Sheehan also claims that: 

"It shows the Marxist tradition to be far more complex and differentiated than is usually imagined, characterised by sharp and lively controversies for contending paths of development every step of the way."

And claims she is tracing the History of the Mainstream of Marxism in the century since Marx set out upon his colossal task. But she illegitimately confuses Dialectical Materialist Philosophy, and the Politics which both flowed from that stance, and conversely elicited a hostile incursion to those purposes from without! You cannot make those two coincident, for they never were. Each-and-every attempt at building a Workers International Organisation was betrayed by non-Marxists, largely consisting of Middle Class interlopers fearing what such an organisation would do to their intentions and aspirations.

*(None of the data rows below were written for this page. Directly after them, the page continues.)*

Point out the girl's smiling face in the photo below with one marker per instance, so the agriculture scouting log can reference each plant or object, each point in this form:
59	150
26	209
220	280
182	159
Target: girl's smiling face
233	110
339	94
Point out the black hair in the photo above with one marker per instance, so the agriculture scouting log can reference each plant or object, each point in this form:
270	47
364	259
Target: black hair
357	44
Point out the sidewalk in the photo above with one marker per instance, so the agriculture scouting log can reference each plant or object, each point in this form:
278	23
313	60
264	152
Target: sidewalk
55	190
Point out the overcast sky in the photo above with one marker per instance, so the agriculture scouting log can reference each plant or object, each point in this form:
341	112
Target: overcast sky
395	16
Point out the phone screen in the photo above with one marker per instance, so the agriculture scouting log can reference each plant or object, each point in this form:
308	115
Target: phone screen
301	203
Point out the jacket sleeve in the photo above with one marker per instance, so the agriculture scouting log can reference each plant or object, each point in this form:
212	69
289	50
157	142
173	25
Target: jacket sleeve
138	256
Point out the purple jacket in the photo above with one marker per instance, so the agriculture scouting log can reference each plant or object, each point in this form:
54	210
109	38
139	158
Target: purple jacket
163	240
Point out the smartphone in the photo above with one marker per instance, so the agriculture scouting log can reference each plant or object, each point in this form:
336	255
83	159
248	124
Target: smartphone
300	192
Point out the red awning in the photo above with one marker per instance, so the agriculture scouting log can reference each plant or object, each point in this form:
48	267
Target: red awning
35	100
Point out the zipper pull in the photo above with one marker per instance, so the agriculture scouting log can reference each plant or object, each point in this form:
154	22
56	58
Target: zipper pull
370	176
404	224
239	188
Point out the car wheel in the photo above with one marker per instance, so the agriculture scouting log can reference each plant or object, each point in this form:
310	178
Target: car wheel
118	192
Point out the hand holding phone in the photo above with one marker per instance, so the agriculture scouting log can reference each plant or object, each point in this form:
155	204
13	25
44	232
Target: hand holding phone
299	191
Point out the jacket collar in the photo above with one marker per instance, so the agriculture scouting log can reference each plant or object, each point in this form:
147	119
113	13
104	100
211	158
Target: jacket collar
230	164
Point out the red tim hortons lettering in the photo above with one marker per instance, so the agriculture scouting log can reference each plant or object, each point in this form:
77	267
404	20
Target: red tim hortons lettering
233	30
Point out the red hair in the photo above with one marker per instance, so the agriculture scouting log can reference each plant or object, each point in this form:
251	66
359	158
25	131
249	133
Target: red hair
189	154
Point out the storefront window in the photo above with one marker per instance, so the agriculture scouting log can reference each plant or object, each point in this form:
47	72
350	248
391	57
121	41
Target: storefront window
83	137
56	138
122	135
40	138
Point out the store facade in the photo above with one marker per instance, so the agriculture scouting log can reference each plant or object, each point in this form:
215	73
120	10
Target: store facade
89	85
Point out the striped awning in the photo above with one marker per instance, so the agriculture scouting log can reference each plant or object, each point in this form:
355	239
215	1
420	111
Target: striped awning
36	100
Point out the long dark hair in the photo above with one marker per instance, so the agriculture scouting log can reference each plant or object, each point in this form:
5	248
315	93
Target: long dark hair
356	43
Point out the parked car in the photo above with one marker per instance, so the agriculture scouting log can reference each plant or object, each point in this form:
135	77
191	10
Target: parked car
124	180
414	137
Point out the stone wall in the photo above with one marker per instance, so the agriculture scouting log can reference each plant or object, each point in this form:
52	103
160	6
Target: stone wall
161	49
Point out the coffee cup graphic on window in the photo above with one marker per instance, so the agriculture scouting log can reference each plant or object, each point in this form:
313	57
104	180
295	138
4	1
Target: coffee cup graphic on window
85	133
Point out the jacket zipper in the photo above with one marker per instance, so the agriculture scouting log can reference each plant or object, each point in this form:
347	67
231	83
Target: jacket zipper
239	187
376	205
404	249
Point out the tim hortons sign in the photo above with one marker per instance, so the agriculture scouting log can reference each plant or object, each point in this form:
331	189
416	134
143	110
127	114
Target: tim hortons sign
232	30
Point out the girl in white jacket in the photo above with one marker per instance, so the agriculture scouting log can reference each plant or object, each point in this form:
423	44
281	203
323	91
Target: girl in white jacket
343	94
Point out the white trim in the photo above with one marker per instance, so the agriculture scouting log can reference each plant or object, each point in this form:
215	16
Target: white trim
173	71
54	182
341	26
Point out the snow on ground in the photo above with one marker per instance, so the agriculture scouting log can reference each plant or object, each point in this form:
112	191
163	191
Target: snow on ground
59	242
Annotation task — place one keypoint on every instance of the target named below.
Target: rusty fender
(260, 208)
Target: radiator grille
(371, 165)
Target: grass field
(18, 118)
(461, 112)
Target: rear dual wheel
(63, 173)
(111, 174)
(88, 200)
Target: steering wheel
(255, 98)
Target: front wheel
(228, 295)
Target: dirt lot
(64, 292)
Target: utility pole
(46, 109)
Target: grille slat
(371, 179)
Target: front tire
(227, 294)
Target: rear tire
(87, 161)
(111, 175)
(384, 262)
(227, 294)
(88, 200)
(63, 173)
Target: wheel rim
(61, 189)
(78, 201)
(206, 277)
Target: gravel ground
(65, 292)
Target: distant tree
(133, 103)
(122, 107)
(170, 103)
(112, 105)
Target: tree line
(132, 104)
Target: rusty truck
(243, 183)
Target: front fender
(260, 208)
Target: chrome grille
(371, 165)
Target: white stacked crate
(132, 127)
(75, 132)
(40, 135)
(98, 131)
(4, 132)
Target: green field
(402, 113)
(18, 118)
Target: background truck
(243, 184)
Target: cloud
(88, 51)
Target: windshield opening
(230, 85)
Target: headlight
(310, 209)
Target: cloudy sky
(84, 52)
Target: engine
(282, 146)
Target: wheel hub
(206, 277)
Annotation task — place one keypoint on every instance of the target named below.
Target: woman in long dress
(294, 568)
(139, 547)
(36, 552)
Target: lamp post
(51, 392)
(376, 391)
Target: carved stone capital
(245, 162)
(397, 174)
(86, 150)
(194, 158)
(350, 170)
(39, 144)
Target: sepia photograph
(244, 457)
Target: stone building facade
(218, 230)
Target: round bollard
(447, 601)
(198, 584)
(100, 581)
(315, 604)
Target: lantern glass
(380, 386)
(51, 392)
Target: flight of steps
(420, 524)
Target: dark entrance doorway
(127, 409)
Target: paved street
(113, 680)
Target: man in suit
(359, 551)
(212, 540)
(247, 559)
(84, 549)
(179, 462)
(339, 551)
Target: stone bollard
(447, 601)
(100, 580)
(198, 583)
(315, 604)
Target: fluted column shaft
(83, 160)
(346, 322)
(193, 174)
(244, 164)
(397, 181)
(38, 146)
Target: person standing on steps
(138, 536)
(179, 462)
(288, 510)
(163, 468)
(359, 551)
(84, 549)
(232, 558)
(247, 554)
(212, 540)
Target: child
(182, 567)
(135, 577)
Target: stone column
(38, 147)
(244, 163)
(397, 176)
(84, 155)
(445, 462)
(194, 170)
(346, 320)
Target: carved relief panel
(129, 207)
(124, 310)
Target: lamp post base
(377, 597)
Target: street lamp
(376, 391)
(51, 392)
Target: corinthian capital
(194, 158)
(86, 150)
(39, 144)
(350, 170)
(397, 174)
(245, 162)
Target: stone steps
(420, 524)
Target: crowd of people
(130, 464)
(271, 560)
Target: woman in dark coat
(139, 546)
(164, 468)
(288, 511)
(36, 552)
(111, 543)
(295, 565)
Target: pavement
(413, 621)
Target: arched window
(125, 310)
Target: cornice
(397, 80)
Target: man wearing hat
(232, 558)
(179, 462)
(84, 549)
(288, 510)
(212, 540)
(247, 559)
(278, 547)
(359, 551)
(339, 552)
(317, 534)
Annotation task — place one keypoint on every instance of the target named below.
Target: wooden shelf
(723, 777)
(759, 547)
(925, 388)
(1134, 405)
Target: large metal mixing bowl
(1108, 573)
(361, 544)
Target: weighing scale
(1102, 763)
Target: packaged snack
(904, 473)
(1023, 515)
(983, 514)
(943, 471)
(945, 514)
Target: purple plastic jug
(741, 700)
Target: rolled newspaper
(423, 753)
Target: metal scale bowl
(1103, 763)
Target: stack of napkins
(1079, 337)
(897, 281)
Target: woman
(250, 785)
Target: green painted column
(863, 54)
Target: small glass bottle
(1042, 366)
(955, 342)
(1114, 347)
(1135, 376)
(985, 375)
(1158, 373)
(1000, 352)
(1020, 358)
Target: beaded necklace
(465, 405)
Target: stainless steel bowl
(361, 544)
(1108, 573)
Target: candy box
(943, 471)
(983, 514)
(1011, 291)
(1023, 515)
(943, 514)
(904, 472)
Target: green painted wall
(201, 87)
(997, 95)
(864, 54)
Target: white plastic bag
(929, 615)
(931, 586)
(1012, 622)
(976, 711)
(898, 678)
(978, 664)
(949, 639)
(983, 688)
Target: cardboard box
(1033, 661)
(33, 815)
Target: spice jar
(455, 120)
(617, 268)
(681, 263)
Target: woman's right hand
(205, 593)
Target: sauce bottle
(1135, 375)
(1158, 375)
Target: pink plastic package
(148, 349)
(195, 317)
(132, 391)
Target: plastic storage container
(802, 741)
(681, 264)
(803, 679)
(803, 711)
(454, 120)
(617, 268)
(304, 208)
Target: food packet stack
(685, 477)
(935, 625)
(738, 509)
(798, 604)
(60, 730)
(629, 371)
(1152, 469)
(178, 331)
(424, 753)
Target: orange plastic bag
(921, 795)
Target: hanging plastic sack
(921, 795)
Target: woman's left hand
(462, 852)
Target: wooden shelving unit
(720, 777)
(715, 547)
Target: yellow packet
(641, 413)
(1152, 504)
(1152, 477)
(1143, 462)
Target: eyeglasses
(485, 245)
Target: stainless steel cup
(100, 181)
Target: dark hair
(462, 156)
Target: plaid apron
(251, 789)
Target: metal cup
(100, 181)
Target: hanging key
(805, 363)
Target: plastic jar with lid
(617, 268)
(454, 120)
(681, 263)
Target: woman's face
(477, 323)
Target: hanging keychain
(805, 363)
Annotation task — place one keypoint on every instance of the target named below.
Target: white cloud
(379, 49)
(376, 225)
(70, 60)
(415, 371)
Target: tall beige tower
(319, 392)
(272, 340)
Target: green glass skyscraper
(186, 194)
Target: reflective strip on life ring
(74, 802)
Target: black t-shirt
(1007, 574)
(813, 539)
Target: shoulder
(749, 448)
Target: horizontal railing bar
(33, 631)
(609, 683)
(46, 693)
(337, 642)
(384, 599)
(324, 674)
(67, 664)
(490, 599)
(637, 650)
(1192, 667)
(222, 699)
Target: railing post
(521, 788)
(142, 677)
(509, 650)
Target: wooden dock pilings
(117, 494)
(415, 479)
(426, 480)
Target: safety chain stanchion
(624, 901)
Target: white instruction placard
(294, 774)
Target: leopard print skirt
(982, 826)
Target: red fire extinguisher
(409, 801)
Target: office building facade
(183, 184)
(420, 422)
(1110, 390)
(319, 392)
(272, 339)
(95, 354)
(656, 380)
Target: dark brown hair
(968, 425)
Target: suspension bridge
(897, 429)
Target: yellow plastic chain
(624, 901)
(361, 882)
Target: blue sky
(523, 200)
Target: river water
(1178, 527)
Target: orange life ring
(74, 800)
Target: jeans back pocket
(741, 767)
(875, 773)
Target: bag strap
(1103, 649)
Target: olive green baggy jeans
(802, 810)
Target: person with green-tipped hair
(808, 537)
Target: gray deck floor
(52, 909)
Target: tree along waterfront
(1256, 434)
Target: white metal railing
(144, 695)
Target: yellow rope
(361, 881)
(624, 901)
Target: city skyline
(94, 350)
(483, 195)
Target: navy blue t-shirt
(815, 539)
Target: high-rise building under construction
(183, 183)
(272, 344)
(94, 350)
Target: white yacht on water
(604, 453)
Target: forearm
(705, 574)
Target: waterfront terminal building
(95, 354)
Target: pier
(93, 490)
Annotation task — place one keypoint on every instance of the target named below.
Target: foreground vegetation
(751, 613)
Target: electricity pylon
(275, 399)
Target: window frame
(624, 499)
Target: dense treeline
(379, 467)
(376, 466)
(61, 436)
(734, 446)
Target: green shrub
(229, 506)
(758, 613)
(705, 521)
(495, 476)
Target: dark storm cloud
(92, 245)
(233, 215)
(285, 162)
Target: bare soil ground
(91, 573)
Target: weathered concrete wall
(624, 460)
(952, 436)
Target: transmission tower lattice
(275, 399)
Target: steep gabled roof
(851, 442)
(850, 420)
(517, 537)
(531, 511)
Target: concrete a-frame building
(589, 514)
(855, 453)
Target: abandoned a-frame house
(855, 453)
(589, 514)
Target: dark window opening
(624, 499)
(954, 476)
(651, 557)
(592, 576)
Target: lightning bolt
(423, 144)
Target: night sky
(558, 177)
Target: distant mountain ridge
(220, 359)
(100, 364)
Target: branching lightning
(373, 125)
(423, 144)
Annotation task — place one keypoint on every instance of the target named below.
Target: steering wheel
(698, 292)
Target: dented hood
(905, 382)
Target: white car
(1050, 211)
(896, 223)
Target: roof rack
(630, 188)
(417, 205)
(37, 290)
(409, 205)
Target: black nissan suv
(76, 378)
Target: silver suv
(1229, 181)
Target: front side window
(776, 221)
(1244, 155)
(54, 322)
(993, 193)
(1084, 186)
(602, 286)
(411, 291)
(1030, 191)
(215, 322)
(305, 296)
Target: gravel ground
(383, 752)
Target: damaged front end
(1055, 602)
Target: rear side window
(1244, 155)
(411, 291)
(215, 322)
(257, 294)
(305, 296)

It always occurred! And, there were always resources from defenders of Capitalism to finance such incursions.

The use of the term "Marxism" to cover all of this is certainly incorrect!

The Philosophy which Marx arrived at is has to be the engine of any consequent Politics. And the so-called controversies occurred when that wasn't the case. Stalinism was never a strain of Marxist philosophy: it was the stance of bureaucrats with State Power in the new State, which emerged from the Russian Revolution. The fights were not between groups of Marxists who honestly disagreed with each other: the two groups had very different stances and purposes.





The so-called controversies concerned with Relativity and Quantum Theory actually revealed the as yet uncompleted tasks of applying Dialectical Materialism to Science, but if the Marxists hadn't been removed from the struggle, they, and definitely not their opponents, could have completed that task. To blame the errors on the new discoveries in Science is dishonest. For dealing with these aberrations would have strengthened the new Philosophy: that's how developments occur!

The very fact that the new Idealist Stances in Sub Atomic Physics spread to Russia, showed clearly how far the Bureaucrats had strayed from Dialectical Materialism. For what they claimed was Marxism was nothing like the most important means that had been in Marx's hands, and should and would have tackled the latest Positivist inventions, if its supporters had survived the purges.

Imagine what the centres of Learning in a genuinely Marxist state could have achieved in this area!

NOTE: I must interject at this point, for the writer of this paper is both a Physicist and a Marxist, and has recently completed a real Marxist treatment of the Idealist Copenhagen Interpretation of Quantum Theory, which any real Marxist could have done long ago. And a key reason for this never happening before was the triumph of the Stalinists.

And remember the collapse of the Soviet Empire was down to them too!

This scientific undertaking has taken most of my adult life, because I had to effectively "do-a-Marx-type-job" from scratch! There weren't any Marxists to help me.